Newly Diagnosed ADD - Struggling.
Just to introduce myself. I’m 27, female, living in the UK and was diagnosed 8 months ago with ADD and dyslexia. Rather than providing the confirmation of something I’ve long suspected this diagnosis has really effected me in ways I didn’t expect.
Everything I do, every little mistake I make, everything I forget or lose, every interaction I have with anyone leaves me feeling incredibly stupid, frustrated, tearful and defeated. I can’t separate myself and my own personality from my ‘diagnosis’. I feel like I am not an individual, just a walking mass of symptoms. My work in health care requires me to work both in an office and with patients. I am clumsy, ridiculously disorganised, unable to maintain any attention, even in important situations like meetings or visits to patients, I overreact to any slightly stress provoking activity. My boss recently told me I should not work with people, as this was a selfish desire and that my disorganisation made me a burden upon the rest of the team.

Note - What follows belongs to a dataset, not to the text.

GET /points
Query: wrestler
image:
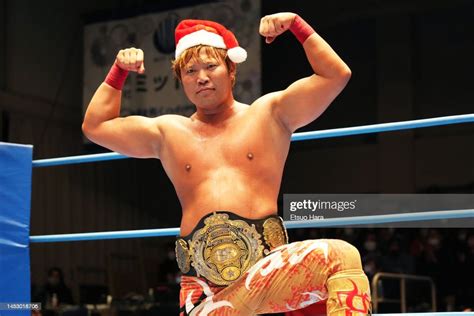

I shout at my partner and spend most evenings despising myself and feeling ashamed of all of the mistakes I have made during the working day.
Sorry for the rant, I’m just feeling pretty hopeless at the moment, this diagnosis just seems so permanent, if that makes sense. I feel that I have lost all control, and just ashamed and embarrassed of myself. I tried to express how I felt tonight to my partner, he told me I needed to get over the diagnosis as I was ruining both of ours evenings.
Again, sorry to introduce myself with a rant, I’ve just stumbled across this website. I hope everyone is well.
Top 5 This Month
ADDitude's most popular articles
ADDitude Special Reports
|More ADDitude Special Reports|
Important! User-Generated Content
The opinions expressed on ADDConnect are solely those of the user, who may or may not have medical training. These opinions do not represent the opinions of ADDConnect or ADDitude magazine. For more information, see our terms and conditions.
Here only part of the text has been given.